Foto: Tentara Nasional Indonesia menggelandang, mengikat, dan menginterogasi pelaku pemberontakan PKI Madiun 1948. (gahetna.nl). |
Pemberontakan ini diawali dengan jatuhnya kabinet RI yang pada waktu itu dipimpin oleh Amir Sjarifuddin sebab kabinetnya tidak menerima bantuan lagi sejak disepakatinya Perjanjian Renville. Lalu dibentuklah kabinet baru dengan Mohammad Hatta sebagai perdana menteri, tetapi Amir beserta golongan-kalangan sayap kiri lainnya tidak setuju dengan pergantian kabinet tersebut.
Dalam sidang Politbiro PKI pada tanggal 13-14 Agustus 1948, Musso, seorang tokoh komunis Indonesia yang lama tinggal di Uni Soviet (kini Rusia) ini menjelasan tentang “pekerjaan dan kesalahan partai dalam dasar organisasi dan politik” dan memberikan pemikiran yang disebutnya “Jalan Baru untuk Republik Indonesia”. Musso menghendaki satu partai kelas buruh dengan menggunakan nama yang bersejarah, ialah PKI. Untuk itu mesti dilaksanakan fusi tiga partai yang beraliran Marxsisme-Leninisme: PKI ilegal, Partai Buruh Indonesia (PBI), dan Partai Sosialis Indonesia (PSI). PKI hasil fusi ini akan memimpin revolusi proletariat untuk mendirikan sebuah pemerintahan yang disebut “Komite Front Nasional”.
Selanjutnya, Musso menggelar rapat raksasa di Yogya. Di sini beliau melontarkan pentingnya kabinet presidensial diganti jadi kabinet front persatuan. Musso juga menyerukan koordinasi internasional, terutama dengan Uni Soviet, untuk mematahkan blokade Belanda. Untuk mengembangkan gagasannya, Musso beserta Amir dan kelompok-kelompok kiri yang lain berniat untuk menguasai kawasan-daerah yang dianggap strategis di Jawa Tengah dan Jawa Timur, ialah Solo, Madiun, Kediri, Jombang, Bojonegoro, Cepu, Purwodadi, dan Wonosobo.

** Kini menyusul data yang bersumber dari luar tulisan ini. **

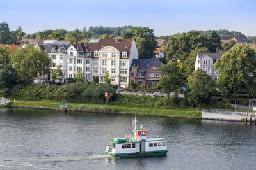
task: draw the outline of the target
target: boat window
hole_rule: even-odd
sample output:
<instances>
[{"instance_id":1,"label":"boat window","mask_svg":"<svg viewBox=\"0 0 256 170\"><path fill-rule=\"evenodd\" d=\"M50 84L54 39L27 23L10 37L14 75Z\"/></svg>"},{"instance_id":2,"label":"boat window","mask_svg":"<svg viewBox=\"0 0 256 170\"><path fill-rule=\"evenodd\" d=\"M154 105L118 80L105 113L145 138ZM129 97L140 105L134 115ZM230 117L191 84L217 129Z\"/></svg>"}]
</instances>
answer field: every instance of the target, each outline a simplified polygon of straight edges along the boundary
<instances>
[{"instance_id":1,"label":"boat window","mask_svg":"<svg viewBox=\"0 0 256 170\"><path fill-rule=\"evenodd\" d=\"M131 144L123 144L123 145L122 145L122 149L131 148Z\"/></svg>"}]
</instances>

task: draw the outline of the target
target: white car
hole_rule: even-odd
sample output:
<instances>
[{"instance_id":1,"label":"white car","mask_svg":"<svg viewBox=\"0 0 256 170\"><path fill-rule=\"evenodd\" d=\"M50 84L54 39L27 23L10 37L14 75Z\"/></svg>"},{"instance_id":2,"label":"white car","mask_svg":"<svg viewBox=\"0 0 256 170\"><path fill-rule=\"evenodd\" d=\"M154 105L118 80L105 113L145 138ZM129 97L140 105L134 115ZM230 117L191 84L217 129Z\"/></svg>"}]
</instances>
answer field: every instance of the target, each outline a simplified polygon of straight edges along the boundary
<instances>
[{"instance_id":1,"label":"white car","mask_svg":"<svg viewBox=\"0 0 256 170\"><path fill-rule=\"evenodd\" d=\"M117 89L118 91L122 91L123 90L123 87L119 87L118 89Z\"/></svg>"}]
</instances>

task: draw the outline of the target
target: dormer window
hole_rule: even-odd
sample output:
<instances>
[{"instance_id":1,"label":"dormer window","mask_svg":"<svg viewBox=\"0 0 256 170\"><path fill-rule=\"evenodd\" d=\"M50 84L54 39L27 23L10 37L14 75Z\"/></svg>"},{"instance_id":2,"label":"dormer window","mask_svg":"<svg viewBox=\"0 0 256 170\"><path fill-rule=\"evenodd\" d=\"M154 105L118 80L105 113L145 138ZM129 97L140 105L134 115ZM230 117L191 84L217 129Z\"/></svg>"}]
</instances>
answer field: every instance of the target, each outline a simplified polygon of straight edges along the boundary
<instances>
[{"instance_id":1,"label":"dormer window","mask_svg":"<svg viewBox=\"0 0 256 170\"><path fill-rule=\"evenodd\" d=\"M99 52L98 51L94 52L94 57L99 57Z\"/></svg>"},{"instance_id":2,"label":"dormer window","mask_svg":"<svg viewBox=\"0 0 256 170\"><path fill-rule=\"evenodd\" d=\"M122 57L123 58L126 58L126 57L127 57L127 52L123 52L123 53L122 53Z\"/></svg>"}]
</instances>

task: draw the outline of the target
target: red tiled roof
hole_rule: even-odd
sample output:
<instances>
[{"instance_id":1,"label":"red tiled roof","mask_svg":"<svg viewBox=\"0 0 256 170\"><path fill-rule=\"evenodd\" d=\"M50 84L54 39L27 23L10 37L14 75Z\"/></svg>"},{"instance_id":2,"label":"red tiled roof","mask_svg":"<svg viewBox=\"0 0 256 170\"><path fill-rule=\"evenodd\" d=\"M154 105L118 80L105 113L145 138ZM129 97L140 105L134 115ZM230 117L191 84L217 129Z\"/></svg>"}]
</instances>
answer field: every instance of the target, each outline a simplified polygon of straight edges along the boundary
<instances>
[{"instance_id":1,"label":"red tiled roof","mask_svg":"<svg viewBox=\"0 0 256 170\"><path fill-rule=\"evenodd\" d=\"M158 47L161 47L163 45L166 45L167 41L165 39L157 39Z\"/></svg>"},{"instance_id":2,"label":"red tiled roof","mask_svg":"<svg viewBox=\"0 0 256 170\"><path fill-rule=\"evenodd\" d=\"M232 40L221 39L220 41L223 43L229 43L231 42Z\"/></svg>"},{"instance_id":3,"label":"red tiled roof","mask_svg":"<svg viewBox=\"0 0 256 170\"><path fill-rule=\"evenodd\" d=\"M121 52L127 52L128 58L130 55L132 42L133 39L118 39L118 43L116 43L116 39L100 39L98 42L89 42L86 44L88 51L90 52L99 51L106 46L113 46Z\"/></svg>"},{"instance_id":4,"label":"red tiled roof","mask_svg":"<svg viewBox=\"0 0 256 170\"><path fill-rule=\"evenodd\" d=\"M10 48L11 52L13 53L17 50L17 49L20 46L20 45L0 44L0 46L4 47L5 49Z\"/></svg>"}]
</instances>

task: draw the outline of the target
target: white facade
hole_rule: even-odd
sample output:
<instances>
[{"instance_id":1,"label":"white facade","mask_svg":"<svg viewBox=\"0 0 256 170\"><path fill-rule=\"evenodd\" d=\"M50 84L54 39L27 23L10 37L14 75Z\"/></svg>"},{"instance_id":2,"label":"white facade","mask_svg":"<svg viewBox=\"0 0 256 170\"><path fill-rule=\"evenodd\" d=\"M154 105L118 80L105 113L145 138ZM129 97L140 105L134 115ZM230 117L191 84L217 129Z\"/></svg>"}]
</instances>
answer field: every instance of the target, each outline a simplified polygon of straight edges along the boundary
<instances>
[{"instance_id":1,"label":"white facade","mask_svg":"<svg viewBox=\"0 0 256 170\"><path fill-rule=\"evenodd\" d=\"M195 64L195 71L202 69L206 72L214 80L216 80L219 76L217 70L214 70L216 59L210 57L209 55L204 55L200 57L198 53L196 56Z\"/></svg>"}]
</instances>

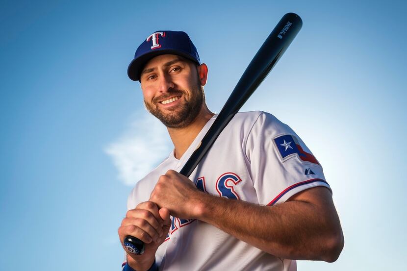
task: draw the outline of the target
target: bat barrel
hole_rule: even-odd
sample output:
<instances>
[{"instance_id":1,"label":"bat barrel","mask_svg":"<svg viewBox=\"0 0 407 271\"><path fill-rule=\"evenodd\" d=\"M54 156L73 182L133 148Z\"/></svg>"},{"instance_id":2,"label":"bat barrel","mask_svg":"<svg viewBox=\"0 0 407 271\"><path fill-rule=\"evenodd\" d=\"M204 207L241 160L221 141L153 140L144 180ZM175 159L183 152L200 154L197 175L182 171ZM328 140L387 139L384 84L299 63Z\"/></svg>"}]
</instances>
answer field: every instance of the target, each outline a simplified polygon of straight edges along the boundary
<instances>
[{"instance_id":1,"label":"bat barrel","mask_svg":"<svg viewBox=\"0 0 407 271\"><path fill-rule=\"evenodd\" d=\"M295 13L284 15L246 68L223 108L219 112L201 146L195 150L179 172L189 177L221 132L263 81L288 48L303 26Z\"/></svg>"}]
</instances>

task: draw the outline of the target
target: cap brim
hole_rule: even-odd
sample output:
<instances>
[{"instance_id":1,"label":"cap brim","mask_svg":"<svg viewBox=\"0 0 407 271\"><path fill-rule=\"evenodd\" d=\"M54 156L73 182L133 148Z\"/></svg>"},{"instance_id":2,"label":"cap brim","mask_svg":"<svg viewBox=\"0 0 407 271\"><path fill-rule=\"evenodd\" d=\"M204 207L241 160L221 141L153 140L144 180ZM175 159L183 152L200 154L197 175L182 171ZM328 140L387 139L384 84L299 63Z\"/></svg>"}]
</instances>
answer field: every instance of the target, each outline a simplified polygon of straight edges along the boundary
<instances>
[{"instance_id":1,"label":"cap brim","mask_svg":"<svg viewBox=\"0 0 407 271\"><path fill-rule=\"evenodd\" d=\"M197 60L192 57L189 53L184 53L179 50L170 50L168 49L163 50L157 50L149 52L148 53L140 55L137 58L133 59L130 62L128 68L127 69L127 75L128 77L133 81L140 81L140 75L142 69L149 61L157 56L161 54L176 54L183 56L189 59L191 59L195 63L200 64L197 62Z\"/></svg>"}]
</instances>

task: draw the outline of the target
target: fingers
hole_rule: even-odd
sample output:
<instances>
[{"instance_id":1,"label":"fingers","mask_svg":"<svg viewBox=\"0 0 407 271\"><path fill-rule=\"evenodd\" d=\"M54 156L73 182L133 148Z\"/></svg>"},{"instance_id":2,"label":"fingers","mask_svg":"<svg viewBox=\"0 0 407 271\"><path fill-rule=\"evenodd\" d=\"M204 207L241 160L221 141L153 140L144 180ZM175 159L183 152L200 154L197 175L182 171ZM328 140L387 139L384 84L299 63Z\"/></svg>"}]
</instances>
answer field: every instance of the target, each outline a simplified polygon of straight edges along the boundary
<instances>
[{"instance_id":1,"label":"fingers","mask_svg":"<svg viewBox=\"0 0 407 271\"><path fill-rule=\"evenodd\" d=\"M119 234L121 239L131 235L146 244L153 242L158 244L164 234L163 225L157 205L151 201L146 201L127 211L126 217L122 222Z\"/></svg>"},{"instance_id":2,"label":"fingers","mask_svg":"<svg viewBox=\"0 0 407 271\"><path fill-rule=\"evenodd\" d=\"M158 213L160 214L160 217L163 220L163 223L164 225L168 225L171 224L171 220L170 217L170 210L166 208L163 207L161 208Z\"/></svg>"},{"instance_id":3,"label":"fingers","mask_svg":"<svg viewBox=\"0 0 407 271\"><path fill-rule=\"evenodd\" d=\"M132 231L129 235L134 237L138 238L138 235L143 237L147 235L149 238L145 238L148 240L146 240L145 243L148 244L152 242L158 243L159 237L163 234L161 227L154 228L147 220L141 218L126 218L122 221L122 226L124 227L128 227L127 230Z\"/></svg>"}]
</instances>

Penguasaan itu dijalankan dengan agitasi, demonstrasi, dan aksi-aksi pengacauan yang lain.
Rencana itu diawali dengan penculikan dan pembunuhan tokoh-tokoh yang dianggap musuh di kota Surakarta, serta mengadudomba kesatuan-kesatuan Tentara Nasional Indonesia lokal, tergolong kesatuan Siliwangi yang ada di sana.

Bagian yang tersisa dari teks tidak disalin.